Empower Frontline Employees
In his book “Customers for Life”, Carl Sewell wrote “The people who deal with customers must have the authority to resolve problems.” Customer-centric culture assumes employees who interact with customers have the POWER to fix customer problems and provide services above and beyond, when needed. Let’s make sure that is true.
To build customer-centric culture, you need to go through the exercise of mapping as many customer needs scenarios as possible. Then, you need to calibrate your procedures and technology to empower your employees to be the customer solution at every customer touchpoint.
Let’s take high end, elite sound equipment provider BOSE as an example. I am an existing customer since 2017, who already has purchased 3 or 4 pairs of $200+ headphones. My lifetime value is pretty high. Last night, my customer journey stared online. The chat agent could only provide 20% off for my last transaction if HE ordered the headphones. But, he was not allowed to receive payment from me via chat. Here is a procedure that handicapped the agent to solve customer problems.
Keep in mind that customer-centric culture lives as much in the small things as the big things. To continue with my example, after a digital pay link failed to process my payment with 3 different cards, I was told to call BOSE in order to pay for the headphones, only to be told they are also not allowed to accept payment.
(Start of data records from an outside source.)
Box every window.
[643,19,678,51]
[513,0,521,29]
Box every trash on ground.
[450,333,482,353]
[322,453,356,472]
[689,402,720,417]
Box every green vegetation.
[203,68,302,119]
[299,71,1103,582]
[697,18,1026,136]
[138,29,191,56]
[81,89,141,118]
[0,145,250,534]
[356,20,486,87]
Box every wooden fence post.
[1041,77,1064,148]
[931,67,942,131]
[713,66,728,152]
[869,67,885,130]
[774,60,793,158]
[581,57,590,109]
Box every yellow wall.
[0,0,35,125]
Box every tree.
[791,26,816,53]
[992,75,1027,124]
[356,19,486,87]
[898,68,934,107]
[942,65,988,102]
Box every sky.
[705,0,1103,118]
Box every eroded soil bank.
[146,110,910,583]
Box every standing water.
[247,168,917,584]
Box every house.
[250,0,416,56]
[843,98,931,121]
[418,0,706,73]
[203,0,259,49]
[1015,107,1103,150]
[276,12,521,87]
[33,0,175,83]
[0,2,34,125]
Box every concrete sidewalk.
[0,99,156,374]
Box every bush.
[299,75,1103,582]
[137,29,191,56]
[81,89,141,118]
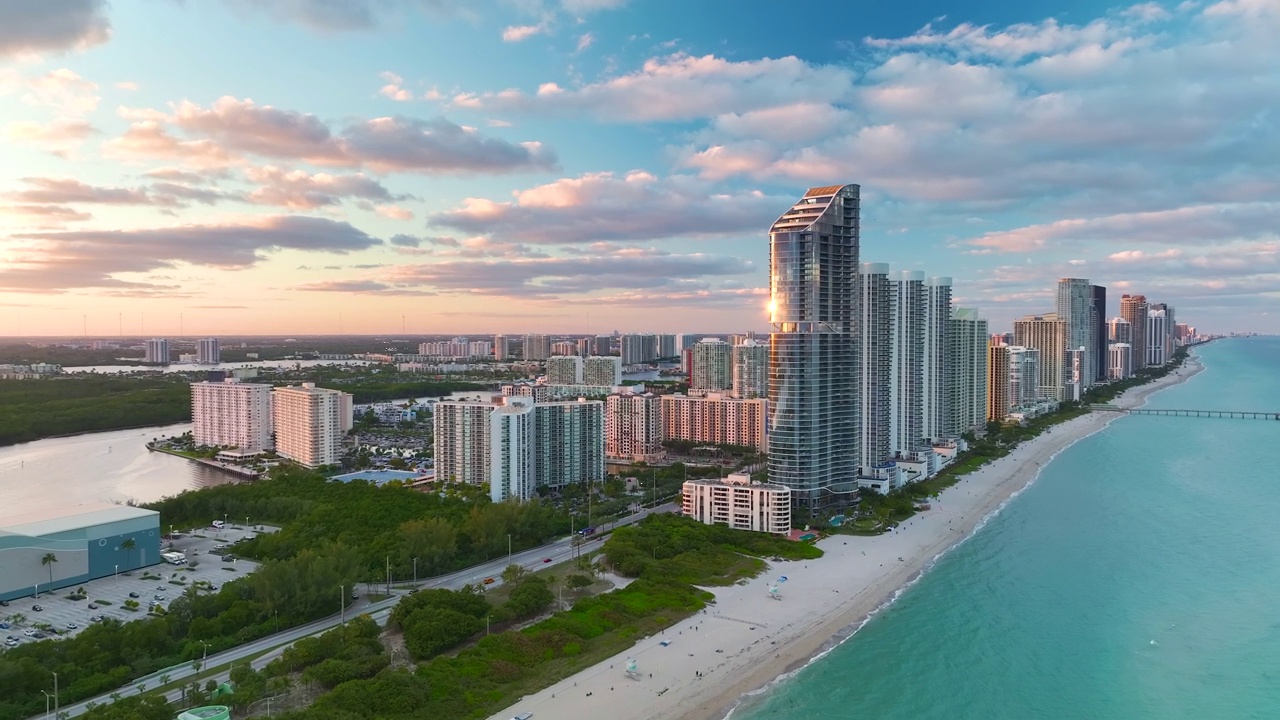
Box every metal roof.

So, let’s evaluate what happened. A repeat customer, changed 3 channels and was unable to complete a simple purchase. A quick search of the BOSE website showed Value as one of their values (“Together, we create value for our customers.”) I have no doubt this is a commitment at the top.
However, customer-centric culture needs to include the seamless end-to-end purchasing customer journey with the technology and procedures design it requires.
Become an NPS Shop
I might sound like a broken record talking about customer feedback again. It is only because we keep interacting with firms (big and small) that do not collect customer and employee feedback.
If you want to know how to build customer-centric culture, don’t skip this step. You must collect both customer and employee feedback. Full stop. And make sure it is not the last thing on your roadmap that never happens. Collecting customer feedback is the first step of becoming customer-centric. You simply must know what your customers think about your products, services and overall experience.
How can you make the claim your have customer-centric culture if you do not know what your customers think?
Focus on Actions
To wrap up, customer centric-culture is not what your leadership and employees say. It is the alignment between what they say and what they do.
To build a network of actions that happen consistently, engage your employees in the architecture of those actions.
As the the leader, you also need to behave accordingly. At your level, what that means is you need to rule in favor of customer experience. Even when the business case has negative ROI.
You may also have to spend money on a new procedure (or two, or five) that makes the customer experience more effortless, at the expense of your P&L.
And, last but not least, you can no longer promote employees only on results. Going forward you MUST factor in HOW those employees achieved these results. If the answer is by failing to respect the culture you claim you have, you need to pass on promoting that rising star. And that will hurt. For all.
But then again, nobody said building customer centric culture is easy.